In January of 2011, 10 ACE Group Companies agreed to pay $70 million in settlement fees to the New York Workers’ Compensation Board after an investigation into whether certain insurance companies had been overcharging policyholders.
Mortgage Fallout Continues as Realty Services Firm Sues ACE
December 9th, 2014 - The world’s largest privately held commercial real estate services firm has sued ACE American Insurance Co. over its alleged refusal to defend it in a series of actual or threatened lawsuits tied to the mortgage meltdown that began in 2008.
Cushman & Wakefield Inc. sued the ACE Group unit in U.S. District Court in Chicago, along with co-defendants Illinois National Insurance Co., Liberty Mutual Insurance Co. and RLI Insurance Co. The New York firm seeks a declaration that all insurers owe it a duty to defend it in several lawsuits tied to property valuations that fell starting in 2008.
Between 2004 and 2007 Credit Suisse AG hired Cushman & Wakefield to provide real estate appraisals for loans made to developers of large, master-planned residential communities.
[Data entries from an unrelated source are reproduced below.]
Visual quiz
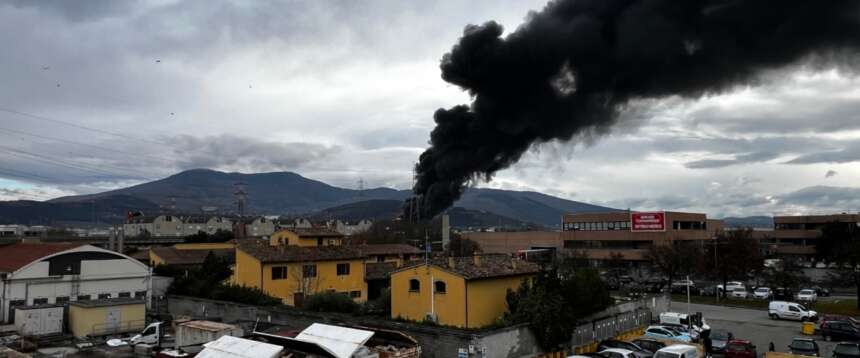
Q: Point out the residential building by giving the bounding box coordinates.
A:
[0,243,151,323]
[391,255,540,328]
[182,216,233,236]
[149,241,236,268]
[233,240,367,306]
[326,219,373,236]
[123,215,185,237]
[269,228,343,247]
[761,213,860,259]
[233,216,277,239]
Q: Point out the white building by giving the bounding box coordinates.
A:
[0,243,151,323]
[182,216,233,236]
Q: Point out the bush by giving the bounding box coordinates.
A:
[302,292,361,313]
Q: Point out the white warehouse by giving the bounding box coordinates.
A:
[0,243,151,323]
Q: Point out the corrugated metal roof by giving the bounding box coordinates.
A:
[296,323,373,358]
[195,336,284,358]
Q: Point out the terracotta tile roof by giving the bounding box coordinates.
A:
[361,244,423,255]
[395,254,540,280]
[238,240,365,262]
[283,227,343,237]
[151,247,236,265]
[364,262,397,280]
[0,243,84,272]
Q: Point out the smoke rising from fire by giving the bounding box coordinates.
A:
[407,0,860,218]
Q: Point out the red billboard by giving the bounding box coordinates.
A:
[630,211,666,231]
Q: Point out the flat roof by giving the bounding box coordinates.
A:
[69,297,145,308]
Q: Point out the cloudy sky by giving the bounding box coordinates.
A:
[0,0,860,217]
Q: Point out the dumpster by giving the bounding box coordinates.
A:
[801,322,815,336]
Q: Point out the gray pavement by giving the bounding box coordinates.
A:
[672,302,835,357]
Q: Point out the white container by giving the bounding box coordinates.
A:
[15,306,63,336]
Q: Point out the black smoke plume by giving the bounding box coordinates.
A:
[413,0,860,218]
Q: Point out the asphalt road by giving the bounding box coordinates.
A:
[672,302,835,357]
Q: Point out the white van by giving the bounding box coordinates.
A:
[654,344,699,358]
[767,301,818,321]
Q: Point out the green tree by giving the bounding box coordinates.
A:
[815,222,860,309]
[504,257,612,351]
[704,228,764,298]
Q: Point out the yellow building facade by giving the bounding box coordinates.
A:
[234,242,367,306]
[269,228,343,247]
[391,255,540,328]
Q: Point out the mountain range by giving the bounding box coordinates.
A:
[0,169,617,227]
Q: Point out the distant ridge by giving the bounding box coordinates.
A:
[0,169,617,227]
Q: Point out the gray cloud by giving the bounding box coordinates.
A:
[170,134,341,172]
[684,152,779,169]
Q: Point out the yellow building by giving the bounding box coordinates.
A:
[391,255,540,328]
[69,298,146,337]
[234,241,367,306]
[149,241,236,267]
[269,228,343,247]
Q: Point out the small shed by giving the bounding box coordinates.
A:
[69,298,146,337]
[15,305,63,336]
[195,336,284,358]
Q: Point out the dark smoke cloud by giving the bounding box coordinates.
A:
[413,0,860,217]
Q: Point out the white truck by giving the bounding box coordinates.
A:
[129,320,244,351]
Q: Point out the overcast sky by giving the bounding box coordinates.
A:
[0,0,860,217]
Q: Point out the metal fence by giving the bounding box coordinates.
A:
[571,308,651,347]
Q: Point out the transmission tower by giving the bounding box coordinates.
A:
[233,182,248,217]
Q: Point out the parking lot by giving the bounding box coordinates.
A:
[684,302,835,357]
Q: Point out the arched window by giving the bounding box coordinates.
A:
[435,281,447,293]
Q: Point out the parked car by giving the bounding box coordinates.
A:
[633,338,666,353]
[818,314,860,328]
[818,320,860,341]
[795,288,818,302]
[723,339,758,358]
[717,281,746,292]
[753,287,773,300]
[833,342,860,358]
[708,329,735,354]
[788,338,819,357]
[654,344,699,358]
[597,339,654,358]
[767,301,818,321]
[729,287,749,299]
[812,286,830,297]
[598,348,636,358]
[644,326,693,342]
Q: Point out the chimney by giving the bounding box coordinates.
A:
[115,228,125,253]
[442,214,451,251]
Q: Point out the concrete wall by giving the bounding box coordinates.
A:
[168,296,668,358]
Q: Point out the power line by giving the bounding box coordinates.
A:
[0,127,167,163]
[0,106,167,145]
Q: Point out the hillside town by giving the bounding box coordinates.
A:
[5,0,860,358]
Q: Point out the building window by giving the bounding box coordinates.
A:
[272,266,287,280]
[302,265,317,278]
[434,281,448,293]
[337,264,349,276]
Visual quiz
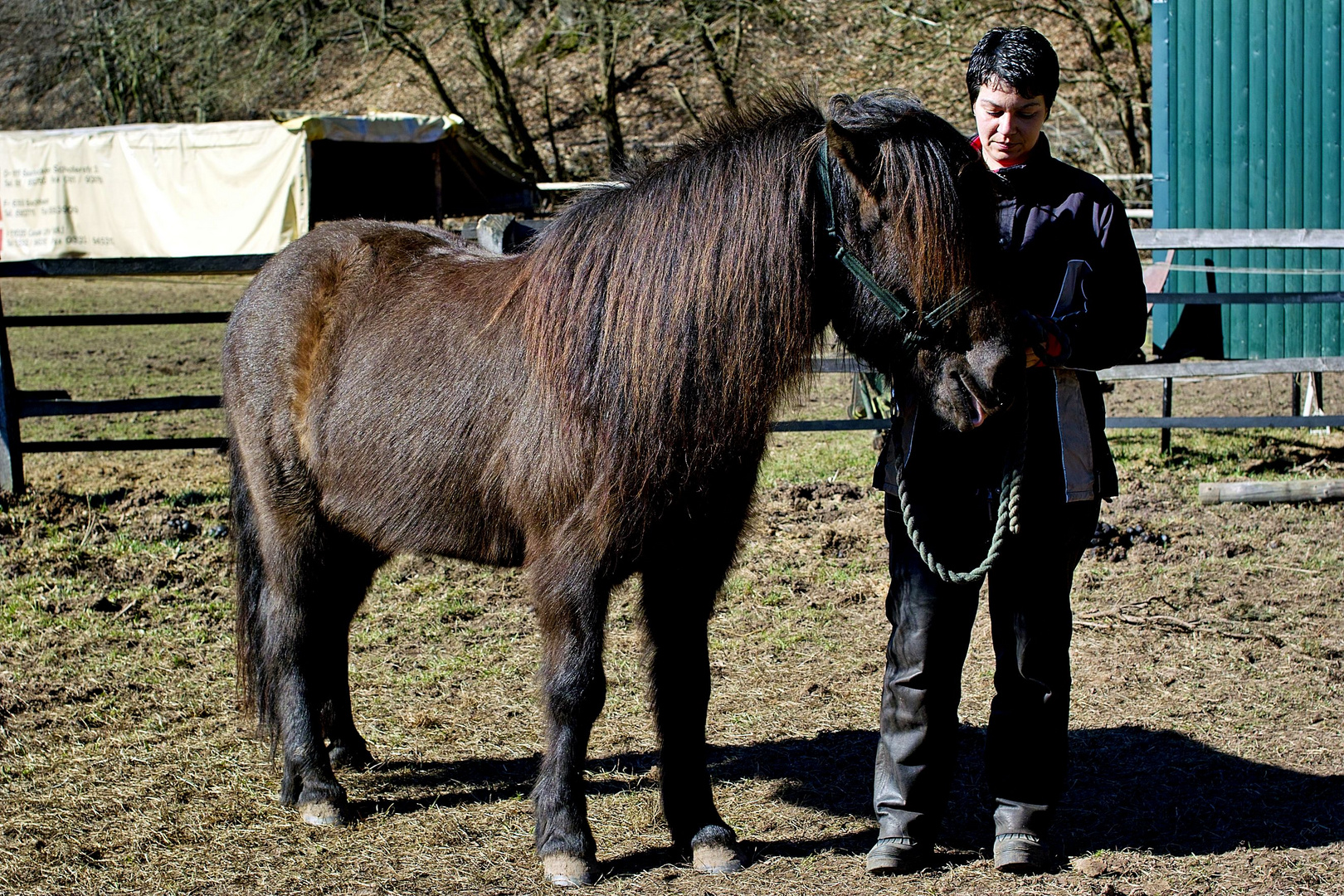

Credit Suisse arranged and underwrote the loans, which were bought by institutional lenders and hedge funds.
Beginning with the economic downturn of 2008, many of those loans went into default. That prompted four separate lawsuits against parties involved in the communities, including homeowners and developers who questioned the “total net value” appraisal approach that Cushman & Wakefield used to determine the value of the housing units.
Cushman & Wakefield had purchased errors and omissions coverage from ACE for the policy year starting May 31st, 2009. The coverage includes a provision for real estate appraisals on behalf of clients and was in excess of a policy written by Illinois National.
Cushman & Wakefield said that on three occasions between April and September, ACE said it would pay a portion of ongoing legal expenses tied to the claims. In particular, on April 14th, ACE and Illinois National agreed to a 50-50 split on Cushman & Wakefield’s defense costs, according to the complaint. Yet no payments had been made.
Cushman & Wakefield accused ACE of breach of policy obligations and implied covenant of good faith and fair dealing. It asked the court to force the insurer to defend the plaintiff.